Assim, de Forbin-Janson passou a pregar para as comunidades e crianças francesas “uma Ave-Maria por dia, uma pequena quantia em dinheiro por mês” para cuidar de uma criança e salvar sua alma. “Com essa iniciativa, foi lançada a semente da qual a Obra brotaria. Anos depois, seria cunhado o lema ‘Crianças Ajudam Crianças’, que resume bem a intuição do fundador e o nosso carisma”, lembra a religiosa africana.

 

Missão no Peru

 

Esse apoio não é de forma alguma unidirecional (do norte para o sul do mundo), mas circular, ou seja, vai em todas as direções.

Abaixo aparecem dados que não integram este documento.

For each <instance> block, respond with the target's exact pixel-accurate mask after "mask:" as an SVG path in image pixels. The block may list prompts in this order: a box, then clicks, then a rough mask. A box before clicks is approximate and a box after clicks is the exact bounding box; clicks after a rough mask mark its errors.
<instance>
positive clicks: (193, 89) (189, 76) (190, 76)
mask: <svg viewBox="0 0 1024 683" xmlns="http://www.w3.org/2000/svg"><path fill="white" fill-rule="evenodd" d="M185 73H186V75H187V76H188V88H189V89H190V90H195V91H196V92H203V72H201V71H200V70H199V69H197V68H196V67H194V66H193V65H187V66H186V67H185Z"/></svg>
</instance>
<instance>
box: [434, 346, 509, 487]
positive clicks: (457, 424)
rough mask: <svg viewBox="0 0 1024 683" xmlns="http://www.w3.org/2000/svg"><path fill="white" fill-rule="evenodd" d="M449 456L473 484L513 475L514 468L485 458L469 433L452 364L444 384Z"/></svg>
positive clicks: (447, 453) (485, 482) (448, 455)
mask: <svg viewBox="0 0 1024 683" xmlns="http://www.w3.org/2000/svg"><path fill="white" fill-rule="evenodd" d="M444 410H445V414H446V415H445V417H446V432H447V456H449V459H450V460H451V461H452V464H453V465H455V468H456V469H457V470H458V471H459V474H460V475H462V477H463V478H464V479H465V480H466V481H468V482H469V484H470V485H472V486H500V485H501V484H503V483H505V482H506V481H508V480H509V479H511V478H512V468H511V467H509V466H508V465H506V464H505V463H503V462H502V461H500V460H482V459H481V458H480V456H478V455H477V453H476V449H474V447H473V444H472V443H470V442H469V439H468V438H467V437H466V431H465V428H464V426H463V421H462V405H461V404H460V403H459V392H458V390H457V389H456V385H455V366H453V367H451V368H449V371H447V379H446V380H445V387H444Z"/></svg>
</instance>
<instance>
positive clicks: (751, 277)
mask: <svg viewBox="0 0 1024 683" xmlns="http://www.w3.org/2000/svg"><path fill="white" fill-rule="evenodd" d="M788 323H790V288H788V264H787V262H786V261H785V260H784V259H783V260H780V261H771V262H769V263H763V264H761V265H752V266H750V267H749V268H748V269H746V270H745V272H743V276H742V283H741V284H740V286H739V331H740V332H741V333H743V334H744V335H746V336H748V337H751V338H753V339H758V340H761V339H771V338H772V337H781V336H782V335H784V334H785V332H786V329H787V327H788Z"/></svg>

Assim, as crianças do vicariato apostólico de Requena, em uma área do Peru onde até mesmo a eletricidade e a água potável são escassas, receberam “materiais escolares, uniformes, bem como taxas de matrícula para a escola materna e primária, graças ao subsídio da Obra, alimentos para a cantina e vitaminas para os mais desnutridos”, conta a secretária-geral, citando uma das centenas de projetos realizados graças ao coração dos pequenos que, em todas as latitudes, “colocam em si mesmos, seu canto, entusiasmo e energia, suas orações que dão força e confiança a todos”. Isso foi lembrado pelos pequenos “cantores da estrela” que, vindos da Suíça para o Vaticano, conforme relatado pela agência missionária Fides, experimentaram com alegria uma celebração eucarística e um contato próximo com o Papa Francisco dias atrás.

 

Em oração pela paz

 

Com seu trabalho diário, irmã Inês, que está em contato com a rede universal das Pontifícias Obras Missionárias, enfatiza “a necessidade de continuar a conscientizar as crianças sobre a solidariedade, porque há crianças no mundo que não têm possibilidade de educação, de desenvolvimento, de futuro”. Esse compromisso - observa - “anda de mãos dadas com a proclamação do Evangelho, para fazer com que os pequenos conheçam Jesus como amigo e mestre, porque as crianças de hoje são os líderes de amanhã, que terão o destino do mundo em suas mãos”. Com esse espírito, no dia 2 de janeiro, informa, “todas as crianças da Santa Infância rezaram pela paz, em sintonia com o coração do Papa, conscientes da dor que a ‘guerra mundial em pedaços’ cria para tantos pequenos. Fizeram-no com a certeza de que o Senhor ouvirá suas preces”.